Raster Orientation Effects on the Adhesion of iCVD-Deposited PSA Thin Films on FDM-Printed PLA

Abstract

The adhesion performance of pressure-sensitive adhesive (PSA) thin films on additively manufactured polymers is strongly governed by surface anisotropy induced during printing. In this study, PSA thin films based on 2-ethylhexyl acrylate (EHA) and acrylic acid (AA) were deposited by initiated chemical vapor deposition (iCVD) onto fused deposition modeling (FDM) printed PLA substrates with different raster orientations (0 degrees, 30 degrees, 60 degrees, and 90 degrees). The deposited films exhibited high optical transparency on glass, and thicknesses consistent with the targeted deposition. Adhesion performance was evaluated using tensile and three-point bending tests, revealing a strong dependence on raster orientation. The 0 degrees raster orientation yielded the highest shear adhesion strengths, reaching 12.03 N/cm2 under tensile loading and 4.59 N/cm2 under bending, along with the largest failure displacements. In contrast, specimens printed at 90 degrees exhibited an approximately 47% reduction in tensile shear adhesion strength and limited deformation prior to failure.

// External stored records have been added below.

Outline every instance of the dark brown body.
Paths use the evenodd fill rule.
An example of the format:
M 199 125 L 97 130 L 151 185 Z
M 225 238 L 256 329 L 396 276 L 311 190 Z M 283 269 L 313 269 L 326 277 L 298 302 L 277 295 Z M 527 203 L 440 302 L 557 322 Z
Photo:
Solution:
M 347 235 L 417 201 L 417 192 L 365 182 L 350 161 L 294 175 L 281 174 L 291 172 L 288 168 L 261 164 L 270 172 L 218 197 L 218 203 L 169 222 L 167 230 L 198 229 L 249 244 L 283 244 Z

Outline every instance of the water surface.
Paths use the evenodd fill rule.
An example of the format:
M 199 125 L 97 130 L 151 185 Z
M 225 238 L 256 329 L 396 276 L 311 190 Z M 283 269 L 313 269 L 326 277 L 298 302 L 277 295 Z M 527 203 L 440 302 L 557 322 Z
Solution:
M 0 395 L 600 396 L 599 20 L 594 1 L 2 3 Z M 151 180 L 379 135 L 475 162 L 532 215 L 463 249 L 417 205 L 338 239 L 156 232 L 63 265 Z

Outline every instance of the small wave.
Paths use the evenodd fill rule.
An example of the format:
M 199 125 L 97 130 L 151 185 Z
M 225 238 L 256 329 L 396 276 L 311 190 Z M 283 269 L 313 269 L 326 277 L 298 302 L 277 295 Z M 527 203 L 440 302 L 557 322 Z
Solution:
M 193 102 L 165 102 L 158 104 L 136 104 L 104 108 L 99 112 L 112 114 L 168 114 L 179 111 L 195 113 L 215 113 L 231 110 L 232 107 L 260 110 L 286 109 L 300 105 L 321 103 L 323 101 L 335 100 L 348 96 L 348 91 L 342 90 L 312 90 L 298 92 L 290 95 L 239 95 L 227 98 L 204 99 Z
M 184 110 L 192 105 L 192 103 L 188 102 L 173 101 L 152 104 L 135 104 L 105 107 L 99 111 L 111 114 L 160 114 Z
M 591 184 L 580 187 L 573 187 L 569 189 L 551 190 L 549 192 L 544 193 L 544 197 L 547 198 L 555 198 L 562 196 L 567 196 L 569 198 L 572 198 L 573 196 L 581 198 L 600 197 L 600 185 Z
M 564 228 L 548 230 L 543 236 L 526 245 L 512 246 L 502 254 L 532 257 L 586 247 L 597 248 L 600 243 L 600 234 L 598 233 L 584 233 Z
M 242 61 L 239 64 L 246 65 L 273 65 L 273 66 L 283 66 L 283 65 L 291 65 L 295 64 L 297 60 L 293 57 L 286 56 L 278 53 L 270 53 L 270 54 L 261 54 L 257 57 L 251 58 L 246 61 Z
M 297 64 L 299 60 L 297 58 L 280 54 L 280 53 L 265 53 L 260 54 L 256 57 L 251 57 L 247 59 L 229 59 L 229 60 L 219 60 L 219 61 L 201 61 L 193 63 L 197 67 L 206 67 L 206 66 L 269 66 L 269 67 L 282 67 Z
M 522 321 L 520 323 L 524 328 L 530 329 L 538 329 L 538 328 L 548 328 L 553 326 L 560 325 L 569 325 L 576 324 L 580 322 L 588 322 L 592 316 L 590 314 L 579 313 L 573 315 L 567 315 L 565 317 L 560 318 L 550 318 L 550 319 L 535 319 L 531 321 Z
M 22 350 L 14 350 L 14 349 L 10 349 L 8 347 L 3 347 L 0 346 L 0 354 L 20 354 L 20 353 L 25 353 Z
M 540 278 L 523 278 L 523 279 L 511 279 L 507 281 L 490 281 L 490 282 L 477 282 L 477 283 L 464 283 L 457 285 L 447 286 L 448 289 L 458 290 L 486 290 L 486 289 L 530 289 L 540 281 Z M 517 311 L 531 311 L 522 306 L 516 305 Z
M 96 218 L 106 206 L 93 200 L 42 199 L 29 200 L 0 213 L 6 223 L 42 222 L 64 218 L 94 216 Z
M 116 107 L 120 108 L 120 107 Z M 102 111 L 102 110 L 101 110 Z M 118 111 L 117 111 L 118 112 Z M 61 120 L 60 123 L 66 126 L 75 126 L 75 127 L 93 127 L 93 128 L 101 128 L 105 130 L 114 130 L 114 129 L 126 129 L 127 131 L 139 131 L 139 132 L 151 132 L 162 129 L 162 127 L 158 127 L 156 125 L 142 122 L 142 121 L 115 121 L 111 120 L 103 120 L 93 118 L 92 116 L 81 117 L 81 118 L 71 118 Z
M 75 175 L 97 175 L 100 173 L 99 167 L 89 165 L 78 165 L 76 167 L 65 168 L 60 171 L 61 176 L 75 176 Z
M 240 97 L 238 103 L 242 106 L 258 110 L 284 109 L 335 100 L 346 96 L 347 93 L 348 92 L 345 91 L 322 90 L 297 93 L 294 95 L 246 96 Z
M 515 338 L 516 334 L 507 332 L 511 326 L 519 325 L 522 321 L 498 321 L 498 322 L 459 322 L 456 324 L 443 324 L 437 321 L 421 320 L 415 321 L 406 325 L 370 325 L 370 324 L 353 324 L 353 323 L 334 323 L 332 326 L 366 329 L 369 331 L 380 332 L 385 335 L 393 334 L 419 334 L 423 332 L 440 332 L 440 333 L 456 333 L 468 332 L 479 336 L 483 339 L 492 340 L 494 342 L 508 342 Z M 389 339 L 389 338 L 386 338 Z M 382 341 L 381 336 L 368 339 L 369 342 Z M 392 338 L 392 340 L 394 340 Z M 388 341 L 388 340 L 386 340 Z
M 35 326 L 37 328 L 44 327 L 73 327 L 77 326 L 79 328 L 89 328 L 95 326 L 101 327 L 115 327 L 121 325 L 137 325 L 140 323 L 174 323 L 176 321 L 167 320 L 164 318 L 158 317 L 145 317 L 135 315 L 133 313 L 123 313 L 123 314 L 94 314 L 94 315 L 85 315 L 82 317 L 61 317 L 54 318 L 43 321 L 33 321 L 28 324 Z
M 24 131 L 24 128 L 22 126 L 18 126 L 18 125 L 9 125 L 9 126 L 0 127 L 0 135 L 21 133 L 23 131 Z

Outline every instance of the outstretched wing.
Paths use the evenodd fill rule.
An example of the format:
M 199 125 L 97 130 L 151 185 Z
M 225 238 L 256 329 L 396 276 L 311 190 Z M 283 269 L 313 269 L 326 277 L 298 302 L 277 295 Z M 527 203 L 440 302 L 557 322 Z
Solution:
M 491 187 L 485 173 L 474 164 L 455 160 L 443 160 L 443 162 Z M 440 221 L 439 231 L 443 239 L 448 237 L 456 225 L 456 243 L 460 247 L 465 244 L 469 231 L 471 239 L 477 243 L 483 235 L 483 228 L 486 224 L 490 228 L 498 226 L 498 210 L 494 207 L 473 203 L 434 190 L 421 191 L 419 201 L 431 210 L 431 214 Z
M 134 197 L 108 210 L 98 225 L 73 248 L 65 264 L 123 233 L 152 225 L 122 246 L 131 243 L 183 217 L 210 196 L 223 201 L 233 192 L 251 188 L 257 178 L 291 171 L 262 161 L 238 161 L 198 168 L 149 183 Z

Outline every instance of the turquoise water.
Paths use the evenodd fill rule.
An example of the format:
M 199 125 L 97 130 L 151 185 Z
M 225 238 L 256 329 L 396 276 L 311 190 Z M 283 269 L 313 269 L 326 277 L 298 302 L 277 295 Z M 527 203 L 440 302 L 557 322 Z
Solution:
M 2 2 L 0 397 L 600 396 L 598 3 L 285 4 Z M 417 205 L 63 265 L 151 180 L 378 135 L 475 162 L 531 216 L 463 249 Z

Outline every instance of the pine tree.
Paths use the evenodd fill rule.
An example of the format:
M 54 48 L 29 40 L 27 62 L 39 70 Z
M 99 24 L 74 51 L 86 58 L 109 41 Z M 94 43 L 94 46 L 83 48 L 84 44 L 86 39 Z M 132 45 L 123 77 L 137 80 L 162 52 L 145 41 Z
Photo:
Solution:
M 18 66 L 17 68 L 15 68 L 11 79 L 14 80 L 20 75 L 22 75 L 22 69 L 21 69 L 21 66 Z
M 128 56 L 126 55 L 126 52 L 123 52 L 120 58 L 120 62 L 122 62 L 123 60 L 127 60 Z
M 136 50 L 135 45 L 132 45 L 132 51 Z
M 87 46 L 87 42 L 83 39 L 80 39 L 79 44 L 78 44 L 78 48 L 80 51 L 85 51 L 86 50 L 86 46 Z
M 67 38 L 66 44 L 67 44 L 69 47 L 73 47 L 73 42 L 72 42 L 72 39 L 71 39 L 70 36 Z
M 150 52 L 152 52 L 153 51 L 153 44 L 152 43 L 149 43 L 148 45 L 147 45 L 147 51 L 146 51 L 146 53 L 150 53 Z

SEM analysis showed that raster alignment parallel to the loading direction promoted extensive adhesive deformation and PSA fibrillation, whereas higher raster angles resulted in predominantly interfacial debonding. These results demonstrate that raster orientation is a critical design parameter for tuning PSA adhesion on FDM-printed PLA substrates without modifying adhesive chemistry.